Has anyone used biodegradable weed barrier fabric when planting new trees for a shelterbelt? Any brands or suggestions? where to buy?

I've used the regular tree fabric that doesn't degrade. I've been happy with the weed suppression, moisture saving, and overall better survival rate of new trees. What I'm not happy with is you either have to remove it or at least cut slits in it to allow the trees room to grow or otherwise it will girdle the tree and kill it. I've been trying to remove some that has been on trees for 4 years and what a pain. First cut slits next to all the trees lengthwise to help keep it tearing in half in a straight line. Then hooked on with an atv and started pulling. To much grass and roots on the edges, eventually it either tears and you start over or it gets so heavy you can't pull it anymore. Would love to find a biodegradable fabric that would last a couple of years and then breakdown.


----------



## somedevildawg (Jun 20, 2011)

I have a question....just what the hell is a shelterbelt? I'm thinkin something like croaker sack material....but I think it would be too loose to be effective at weed suppression. I feel your pain on removing the other stuff, once roots get intertwined, it can become a real PITA. Would have to be something well, I hate to use the term....organic


----------



## BWfarms (Aug 3, 2015)

Dawg, it's design is to protect areas from wind. Usually they go along west and north side of yards or whatnot. Sometimes south of the area too.


----------



## somedevildawg (Jun 20, 2011)

Gotcha....I've planted a few shelterbelts in the past, just didn't know what the hell I was doing


----------



## BWfarms (Aug 3, 2015)

somedevildawg said:


> Gotcha....I've planted a few shelterbelts in the past, just didn't know what the hell I was doing


Nature just put em here for me lol.
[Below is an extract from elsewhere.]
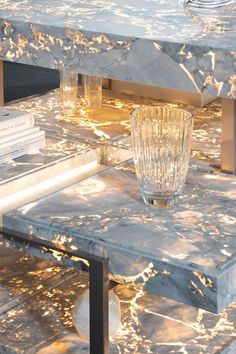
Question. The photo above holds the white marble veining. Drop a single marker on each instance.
(187, 253)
The Great Plains not so much.

Sorry IHC, I'm no help on the barrier paper.


----------



## IHCman (Aug 27, 2011)

Shelter belts are trees planted in rows to slow down wind. Helps prevent erosion in sandy soils. Creates wind protection for cattle during winter. Up here with our ever present wind they're needed.
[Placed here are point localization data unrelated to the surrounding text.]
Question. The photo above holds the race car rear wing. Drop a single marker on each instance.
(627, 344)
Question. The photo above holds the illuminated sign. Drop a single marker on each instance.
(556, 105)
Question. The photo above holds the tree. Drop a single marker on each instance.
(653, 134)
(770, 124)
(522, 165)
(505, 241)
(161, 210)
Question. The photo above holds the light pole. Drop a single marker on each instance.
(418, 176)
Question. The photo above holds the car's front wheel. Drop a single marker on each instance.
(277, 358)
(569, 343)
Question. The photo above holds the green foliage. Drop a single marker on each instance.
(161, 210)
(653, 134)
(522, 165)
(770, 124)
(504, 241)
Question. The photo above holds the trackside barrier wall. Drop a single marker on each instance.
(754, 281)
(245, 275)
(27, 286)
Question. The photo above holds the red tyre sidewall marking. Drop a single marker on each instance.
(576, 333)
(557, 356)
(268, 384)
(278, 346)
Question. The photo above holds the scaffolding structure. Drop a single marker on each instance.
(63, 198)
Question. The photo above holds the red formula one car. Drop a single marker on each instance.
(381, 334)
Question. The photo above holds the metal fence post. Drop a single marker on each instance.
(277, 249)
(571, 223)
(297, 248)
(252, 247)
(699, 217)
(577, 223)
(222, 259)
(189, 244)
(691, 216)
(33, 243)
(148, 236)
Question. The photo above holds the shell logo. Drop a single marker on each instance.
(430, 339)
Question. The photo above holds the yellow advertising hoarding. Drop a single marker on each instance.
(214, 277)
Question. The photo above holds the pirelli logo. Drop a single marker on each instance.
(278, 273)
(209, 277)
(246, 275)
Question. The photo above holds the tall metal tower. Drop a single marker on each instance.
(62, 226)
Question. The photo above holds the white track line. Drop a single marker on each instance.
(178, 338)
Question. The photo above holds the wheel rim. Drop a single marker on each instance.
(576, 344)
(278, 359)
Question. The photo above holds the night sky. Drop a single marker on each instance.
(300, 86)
Around here a lot of shelterbelts and tree rows are being removed as farm equipment gets bigger no one wants to go around them. Some are also old and dying but not many are being replanted after being removed. I'm kind of bucking that trend. I've had the soil conservation district plant trees just about every year for 10 years and I'd still like more. Never enough wind protection in my opinion. This last winter with all the blizzards we had proved it to me.


----------



## IHCman (Aug 27, 2011)

This is some that I've found online that I'd like to try if I can order some. the jute/hessian or the hybrid jute is what I'd like to try.
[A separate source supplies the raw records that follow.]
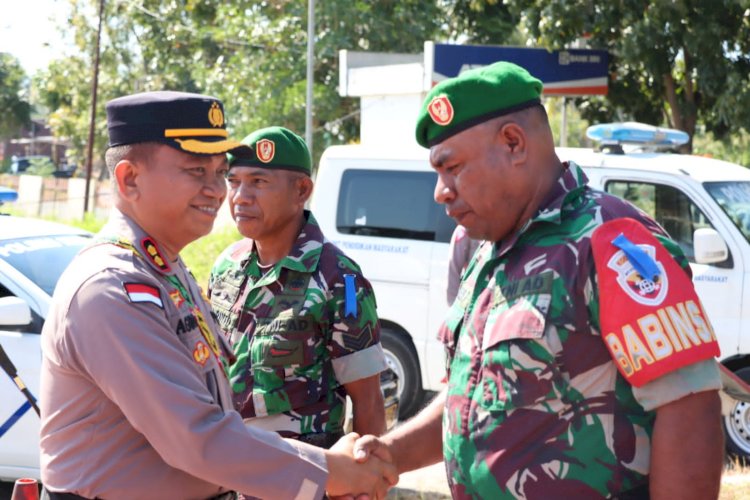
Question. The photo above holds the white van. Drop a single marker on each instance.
(377, 204)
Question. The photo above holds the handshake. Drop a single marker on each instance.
(360, 467)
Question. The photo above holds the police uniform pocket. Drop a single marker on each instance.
(518, 363)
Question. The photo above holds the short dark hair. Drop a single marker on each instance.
(134, 152)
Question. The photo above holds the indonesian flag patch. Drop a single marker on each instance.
(650, 316)
(140, 293)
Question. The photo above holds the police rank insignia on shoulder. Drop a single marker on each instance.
(650, 316)
(152, 251)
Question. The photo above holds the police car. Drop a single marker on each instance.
(33, 254)
(376, 204)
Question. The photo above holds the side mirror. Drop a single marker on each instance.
(709, 247)
(14, 312)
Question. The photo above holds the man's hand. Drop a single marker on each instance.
(373, 477)
(371, 445)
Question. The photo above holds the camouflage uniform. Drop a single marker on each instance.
(296, 336)
(536, 407)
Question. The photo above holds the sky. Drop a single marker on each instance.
(29, 31)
http://www.tubex.com/products/mulch-mats-weed-control-fabric/weed-control-fabric-rolls/overview.php


----------



## Vol (Jul 5, 2009)

somedevildawg said:


> Gotcha....I've planted a few shelterbelts in the past, just didn't know what the hell I was doing


Yep....we call 'em windbreaks dawg. 

Regards, Mike


----------



## mlappin (Jun 25, 2009)

Vol said:


> Yep....we call 'em windbreaks dawg.
> 
> Regards, Mike


Yep, ditto.

Never worried about any kind of cloth, either mulch it or be careful with the round up.


----------



## r82230 (Mar 1, 2016)

IHCman said:


> Has anyone used biodegradable weed barrier fabric when planting new trees for a shelterbelt? Any brands or suggestions? where to buy?


My BIL, used burlap for trees that he transplanted from his tree farm. He like it because it would decompose (rather slowly I believe). IDK, where he got it from, because he is out of the selling/transplanting tree business, now.

Larry


----------